Columnists

Socialisation key to corruption prevention

KELVIN Siwale.

Analysis: KELVIN SIWALE
THE study of sociology is key in understanding behaviour.
Sociology helps us devise strategies to prevent corruption.
Hence, we shall look at the socialisation-corruption nexus.
Socialisation is the process of internalising the norms and ideologies of society. According to the theory of nature, the nature of the environment around us has a big say on who we are. It should be highlighted that socialisation occurs throughout life but the most critical is in childhood. The key agents of socialisation include family, school, peers and mass media. Nevertheless, for the purposes of the nexus between socialisation and corruption prevention, we will briefly focus on family, school and peers.
Just like any other norm is adopted from society or the environment, an individual can also be socialised into a culture of corruption. This kind of socialisation makes an individual grow or develop believing that corruption is a normal way of life.
Family is the most important agent as it is said that charity begins at home. In the anti-corruption discourse, to have a meaningful achievement in corruption prevention, we need to have the populous that is well entrenched in societal ethical values and norms. This can only be achieved if families start inculcating values in their children at a tender age before the world of corruption socialises them. Corruption has everything to do with greed (self-centredness). Therefore, as children grow up, parents should endeavour to bring them up in a way that makes them selfless and conscious of the existence of the next person. If children are brought up to care about the next person, even when they grow up, they will not indulge in activities that will hurt others, which is exactly what corruption does.
Corrupt behaviour is learnt through family and peer interactions. For instance, if parents always give or promise our children some sweets or coins in order for them to stop crying, do or stop doing something, we are planting a seed of corruption in them. These acts make children grow believing that for them to do something, they must be rewarded or induced. This seed germinates and sprouts into a plant of corruption which grows exponentially. If such children hold public office in future, corruption will be normal to them. We also need to know that such habits die hard, and these are the manifestations that we see in various offices.

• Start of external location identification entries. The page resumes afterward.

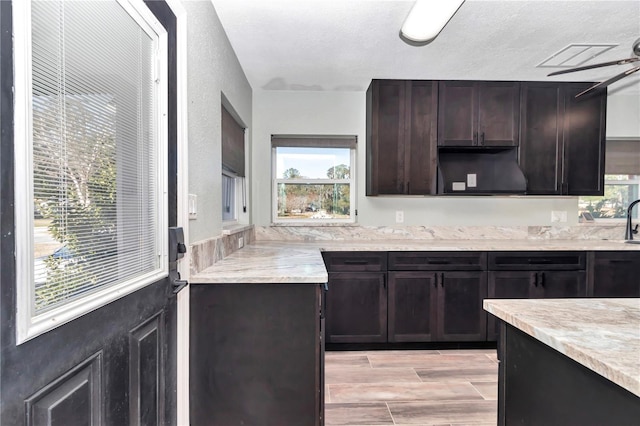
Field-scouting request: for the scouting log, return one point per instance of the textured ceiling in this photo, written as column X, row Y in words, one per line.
column 342, row 44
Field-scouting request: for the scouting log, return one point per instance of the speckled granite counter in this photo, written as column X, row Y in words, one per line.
column 301, row 262
column 601, row 334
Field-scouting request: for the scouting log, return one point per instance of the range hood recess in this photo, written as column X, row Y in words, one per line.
column 486, row 171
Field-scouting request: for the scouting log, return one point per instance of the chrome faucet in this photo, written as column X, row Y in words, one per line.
column 628, row 235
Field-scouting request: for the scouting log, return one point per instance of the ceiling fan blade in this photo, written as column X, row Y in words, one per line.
column 605, row 83
column 588, row 67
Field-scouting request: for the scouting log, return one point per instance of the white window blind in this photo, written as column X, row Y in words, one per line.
column 97, row 178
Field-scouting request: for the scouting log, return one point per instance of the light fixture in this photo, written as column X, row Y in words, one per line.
column 427, row 18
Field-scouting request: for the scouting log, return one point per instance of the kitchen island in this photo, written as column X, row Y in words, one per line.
column 568, row 361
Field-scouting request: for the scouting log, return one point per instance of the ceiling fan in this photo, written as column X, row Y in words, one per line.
column 636, row 52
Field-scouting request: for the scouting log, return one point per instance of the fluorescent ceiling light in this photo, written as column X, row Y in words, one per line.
column 427, row 18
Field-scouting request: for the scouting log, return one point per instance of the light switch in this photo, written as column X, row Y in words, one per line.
column 193, row 206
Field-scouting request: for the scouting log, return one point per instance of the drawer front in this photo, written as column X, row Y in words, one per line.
column 355, row 261
column 617, row 258
column 437, row 261
column 536, row 261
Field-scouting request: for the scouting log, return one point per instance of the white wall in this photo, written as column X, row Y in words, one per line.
column 623, row 116
column 282, row 112
column 213, row 70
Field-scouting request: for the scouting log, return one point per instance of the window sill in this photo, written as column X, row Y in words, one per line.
column 235, row 228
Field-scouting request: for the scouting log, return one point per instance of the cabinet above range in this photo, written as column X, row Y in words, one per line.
column 470, row 137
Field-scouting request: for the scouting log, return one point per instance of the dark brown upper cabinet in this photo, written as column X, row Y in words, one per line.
column 562, row 140
column 473, row 113
column 401, row 137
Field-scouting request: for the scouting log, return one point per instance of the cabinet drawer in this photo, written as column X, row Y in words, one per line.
column 536, row 261
column 437, row 261
column 617, row 258
column 355, row 261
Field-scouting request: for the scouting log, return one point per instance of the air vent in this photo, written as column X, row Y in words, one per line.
column 574, row 55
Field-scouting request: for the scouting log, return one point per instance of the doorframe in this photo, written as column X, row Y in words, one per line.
column 182, row 325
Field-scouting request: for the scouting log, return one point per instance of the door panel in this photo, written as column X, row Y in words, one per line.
column 412, row 306
column 111, row 366
column 460, row 313
column 356, row 307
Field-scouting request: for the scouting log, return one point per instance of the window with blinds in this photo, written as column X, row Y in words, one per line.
column 97, row 143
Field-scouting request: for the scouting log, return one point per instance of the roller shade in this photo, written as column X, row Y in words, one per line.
column 232, row 144
column 314, row 141
column 622, row 157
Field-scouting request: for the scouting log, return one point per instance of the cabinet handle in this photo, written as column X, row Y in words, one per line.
column 356, row 262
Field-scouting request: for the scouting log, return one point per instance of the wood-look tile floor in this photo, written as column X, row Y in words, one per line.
column 422, row 387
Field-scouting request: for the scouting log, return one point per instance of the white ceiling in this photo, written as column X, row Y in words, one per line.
column 343, row 44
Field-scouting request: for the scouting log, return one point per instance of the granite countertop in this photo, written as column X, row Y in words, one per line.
column 601, row 334
column 301, row 262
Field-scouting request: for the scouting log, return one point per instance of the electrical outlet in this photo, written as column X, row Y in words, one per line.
column 558, row 216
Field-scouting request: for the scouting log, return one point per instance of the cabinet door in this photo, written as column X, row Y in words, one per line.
column 498, row 113
column 584, row 141
column 420, row 155
column 560, row 284
column 615, row 274
column 401, row 137
column 412, row 306
column 460, row 313
column 386, row 113
column 508, row 285
column 356, row 307
column 541, row 138
column 457, row 116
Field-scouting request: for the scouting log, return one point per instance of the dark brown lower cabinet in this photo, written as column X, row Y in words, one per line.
column 538, row 385
column 429, row 306
column 356, row 306
column 256, row 354
column 533, row 285
column 614, row 273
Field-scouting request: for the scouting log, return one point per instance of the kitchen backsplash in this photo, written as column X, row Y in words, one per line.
column 206, row 253
column 324, row 233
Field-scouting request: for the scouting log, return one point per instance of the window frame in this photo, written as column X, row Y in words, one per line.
column 319, row 221
column 28, row 323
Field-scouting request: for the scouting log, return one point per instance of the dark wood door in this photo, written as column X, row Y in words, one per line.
column 420, row 154
column 256, row 354
column 541, row 138
column 356, row 304
column 584, row 141
column 614, row 274
column 115, row 365
column 457, row 113
column 386, row 113
column 498, row 113
column 508, row 285
column 412, row 306
column 561, row 284
column 401, row 135
column 460, row 313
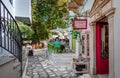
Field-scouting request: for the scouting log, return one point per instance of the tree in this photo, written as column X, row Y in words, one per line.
column 26, row 30
column 47, row 15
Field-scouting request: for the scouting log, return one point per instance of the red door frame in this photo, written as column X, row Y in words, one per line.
column 102, row 65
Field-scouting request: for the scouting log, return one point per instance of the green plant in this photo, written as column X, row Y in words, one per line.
column 47, row 15
column 75, row 33
column 26, row 30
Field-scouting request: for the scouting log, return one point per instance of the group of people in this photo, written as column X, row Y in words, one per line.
column 61, row 44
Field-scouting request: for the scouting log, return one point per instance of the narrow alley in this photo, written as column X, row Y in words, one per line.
column 53, row 66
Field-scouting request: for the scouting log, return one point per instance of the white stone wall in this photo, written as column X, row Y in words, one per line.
column 116, row 4
column 10, row 7
column 23, row 8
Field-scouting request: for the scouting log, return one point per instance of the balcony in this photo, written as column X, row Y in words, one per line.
column 73, row 5
column 23, row 11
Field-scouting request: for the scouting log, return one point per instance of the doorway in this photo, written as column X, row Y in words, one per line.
column 102, row 48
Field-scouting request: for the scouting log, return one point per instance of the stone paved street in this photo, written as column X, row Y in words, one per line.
column 39, row 66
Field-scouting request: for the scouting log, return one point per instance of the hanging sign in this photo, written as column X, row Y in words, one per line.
column 79, row 24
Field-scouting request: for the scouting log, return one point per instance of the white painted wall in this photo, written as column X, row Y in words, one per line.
column 23, row 8
column 10, row 7
column 116, row 4
column 86, row 7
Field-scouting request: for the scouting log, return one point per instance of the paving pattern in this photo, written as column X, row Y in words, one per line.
column 39, row 66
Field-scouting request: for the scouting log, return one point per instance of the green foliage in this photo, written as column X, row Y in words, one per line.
column 47, row 15
column 75, row 33
column 26, row 30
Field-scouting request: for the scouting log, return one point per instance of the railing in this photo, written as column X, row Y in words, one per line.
column 10, row 36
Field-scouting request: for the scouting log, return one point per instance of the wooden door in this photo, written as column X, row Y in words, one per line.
column 102, row 58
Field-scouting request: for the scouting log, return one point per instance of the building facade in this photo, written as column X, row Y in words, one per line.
column 11, row 38
column 105, row 25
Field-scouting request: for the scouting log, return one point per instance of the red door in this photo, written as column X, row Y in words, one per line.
column 102, row 64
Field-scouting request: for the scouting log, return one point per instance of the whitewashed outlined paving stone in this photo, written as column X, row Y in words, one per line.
column 41, row 67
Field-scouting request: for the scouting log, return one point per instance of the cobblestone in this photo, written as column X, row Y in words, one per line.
column 40, row 67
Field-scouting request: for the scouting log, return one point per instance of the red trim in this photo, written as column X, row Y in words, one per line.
column 75, row 27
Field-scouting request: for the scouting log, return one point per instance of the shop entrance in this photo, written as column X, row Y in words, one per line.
column 102, row 48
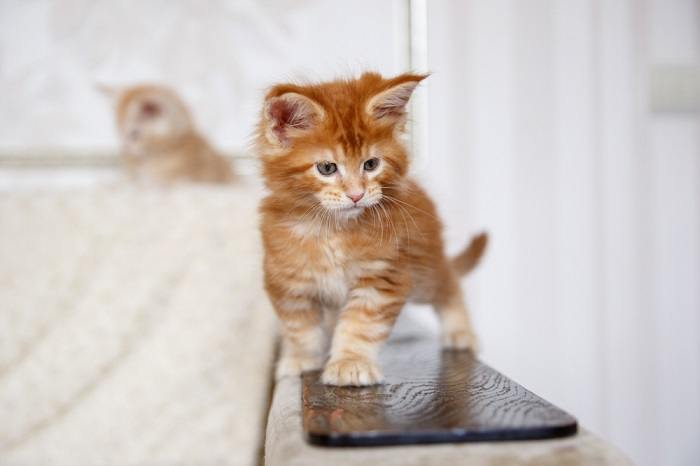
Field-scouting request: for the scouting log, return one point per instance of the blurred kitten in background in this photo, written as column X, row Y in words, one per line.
column 159, row 142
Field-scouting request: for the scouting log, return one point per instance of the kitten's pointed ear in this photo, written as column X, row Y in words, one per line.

Peers also have influence on what we indulge in. This is linked to the foundation laid by the family, as regards whether one succumbs to peer pressure or not. Peers that have been brought up believing corruption is a normal way of life, may influence their colleagues whose ‘moral tanks’ are low. Thus, it is advisable that we mind the people we mingle with and consult. If they don’t make decisions that are in public interest, dig a gulf between you and them before you are socialised into their ways. Don’t mind how your peers have advanced and amassed wealth through corruption. Keep your ‘moral gauge’ high, work hard and be proud of earning your wealth legitimately.

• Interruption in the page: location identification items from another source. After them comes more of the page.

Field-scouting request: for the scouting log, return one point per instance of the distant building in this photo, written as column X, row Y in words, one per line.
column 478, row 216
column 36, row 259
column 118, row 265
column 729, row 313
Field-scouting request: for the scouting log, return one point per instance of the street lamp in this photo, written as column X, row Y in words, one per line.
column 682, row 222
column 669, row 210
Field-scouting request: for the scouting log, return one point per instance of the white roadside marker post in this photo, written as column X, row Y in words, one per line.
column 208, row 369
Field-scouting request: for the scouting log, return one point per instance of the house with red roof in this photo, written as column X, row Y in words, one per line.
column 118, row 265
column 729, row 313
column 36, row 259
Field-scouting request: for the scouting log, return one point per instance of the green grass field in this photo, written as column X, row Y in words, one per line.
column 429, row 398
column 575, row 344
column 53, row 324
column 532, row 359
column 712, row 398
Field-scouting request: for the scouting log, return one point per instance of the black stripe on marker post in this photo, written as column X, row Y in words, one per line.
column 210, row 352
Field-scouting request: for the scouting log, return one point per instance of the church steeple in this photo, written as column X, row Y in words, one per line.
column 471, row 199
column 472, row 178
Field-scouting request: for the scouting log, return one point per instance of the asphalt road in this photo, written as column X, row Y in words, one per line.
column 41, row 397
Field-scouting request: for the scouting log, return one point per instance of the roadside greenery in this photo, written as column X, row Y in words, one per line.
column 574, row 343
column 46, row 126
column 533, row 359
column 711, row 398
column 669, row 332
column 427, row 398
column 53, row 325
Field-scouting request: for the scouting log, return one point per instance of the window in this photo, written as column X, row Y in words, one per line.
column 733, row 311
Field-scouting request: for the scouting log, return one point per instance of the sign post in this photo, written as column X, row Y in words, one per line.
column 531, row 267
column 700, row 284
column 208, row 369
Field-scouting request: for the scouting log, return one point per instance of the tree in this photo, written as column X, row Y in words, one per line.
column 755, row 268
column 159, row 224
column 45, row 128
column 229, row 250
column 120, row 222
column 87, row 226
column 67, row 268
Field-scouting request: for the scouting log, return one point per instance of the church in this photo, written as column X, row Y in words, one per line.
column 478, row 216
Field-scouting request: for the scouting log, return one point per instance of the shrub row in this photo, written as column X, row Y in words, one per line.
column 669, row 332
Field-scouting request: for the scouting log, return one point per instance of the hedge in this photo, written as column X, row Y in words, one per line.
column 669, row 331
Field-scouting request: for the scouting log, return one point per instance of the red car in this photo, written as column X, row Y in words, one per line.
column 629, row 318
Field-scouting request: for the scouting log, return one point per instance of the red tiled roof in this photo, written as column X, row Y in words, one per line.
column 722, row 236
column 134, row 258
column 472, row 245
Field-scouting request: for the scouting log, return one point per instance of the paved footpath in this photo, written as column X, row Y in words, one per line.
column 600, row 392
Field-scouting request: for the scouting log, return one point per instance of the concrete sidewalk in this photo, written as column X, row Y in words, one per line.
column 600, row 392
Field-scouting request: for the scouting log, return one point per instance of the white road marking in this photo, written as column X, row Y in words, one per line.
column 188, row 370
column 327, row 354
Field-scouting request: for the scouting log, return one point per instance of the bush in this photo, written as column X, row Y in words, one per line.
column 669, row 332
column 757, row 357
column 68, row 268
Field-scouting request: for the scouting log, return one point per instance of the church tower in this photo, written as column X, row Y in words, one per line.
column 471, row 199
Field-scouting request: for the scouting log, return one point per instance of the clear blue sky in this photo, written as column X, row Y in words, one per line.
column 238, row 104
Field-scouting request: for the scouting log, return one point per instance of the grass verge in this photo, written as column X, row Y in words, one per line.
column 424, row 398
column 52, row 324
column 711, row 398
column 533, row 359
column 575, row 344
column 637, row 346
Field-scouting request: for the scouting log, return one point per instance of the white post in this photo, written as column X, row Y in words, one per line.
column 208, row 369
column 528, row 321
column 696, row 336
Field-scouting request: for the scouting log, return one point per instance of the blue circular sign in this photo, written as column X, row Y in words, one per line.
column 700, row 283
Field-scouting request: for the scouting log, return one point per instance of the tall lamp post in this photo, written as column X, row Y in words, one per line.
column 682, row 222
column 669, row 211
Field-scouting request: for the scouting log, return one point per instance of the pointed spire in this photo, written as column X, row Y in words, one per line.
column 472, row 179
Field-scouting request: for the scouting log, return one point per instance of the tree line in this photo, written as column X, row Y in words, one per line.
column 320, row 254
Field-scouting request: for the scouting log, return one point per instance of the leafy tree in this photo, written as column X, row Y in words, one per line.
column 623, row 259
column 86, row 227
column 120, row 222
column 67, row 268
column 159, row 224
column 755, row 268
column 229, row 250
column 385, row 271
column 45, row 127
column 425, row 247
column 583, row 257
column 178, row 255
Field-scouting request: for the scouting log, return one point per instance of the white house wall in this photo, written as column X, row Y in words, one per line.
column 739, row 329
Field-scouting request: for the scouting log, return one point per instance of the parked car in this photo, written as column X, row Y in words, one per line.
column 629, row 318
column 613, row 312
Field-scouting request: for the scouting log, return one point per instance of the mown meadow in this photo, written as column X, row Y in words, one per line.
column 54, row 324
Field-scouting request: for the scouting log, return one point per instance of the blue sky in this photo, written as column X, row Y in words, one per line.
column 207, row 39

In institutions, we have heard people refer to some officers as having started well and that they have missed it along the way. Very true! The question is, what happened along the way? Alas! They were socialised by wrong officers. Managers/leaders, let’s mind whom we attach new officers to. Corrupt officers or leaders can only socialise new officers into their ways and make every wrong decision look angelically endorsed.
Further, schools also play a very big role in socialisation. Schools should begin to put emphasis on value system entrenchment in the pupils/students. If we can have the citizens with a strong value system stemming from childhood, a strong and corrupt free society is guaranteed. Henceforth, instead of fighting corruption reactively, let’s go down to the grassroots and deal with it proactively. Parents, teachers in schools and managers in organisations, you have a big role to play sooner than later.
Lastly, a proactive approach in anti-corruption is more sustainable than a reactive one. If we can do a lot of work in socialising our young generation from infancy into responsible and morally upright citizens, we will have a strong national value system, which stems from families. Further, we will have a society that is uncompromising and upholds integrity; a people that will not get what is not theirs. This is why the Ministry of General Education, in conjunction with the Anti-Corruption Commission, has introduced the subject of ‘Governance and Corruption’ in the curriculum for primary and secondary education. With this model, our dream of reducing corruption to insignificant levels will be realised.
The author is an anti-corruption specialist.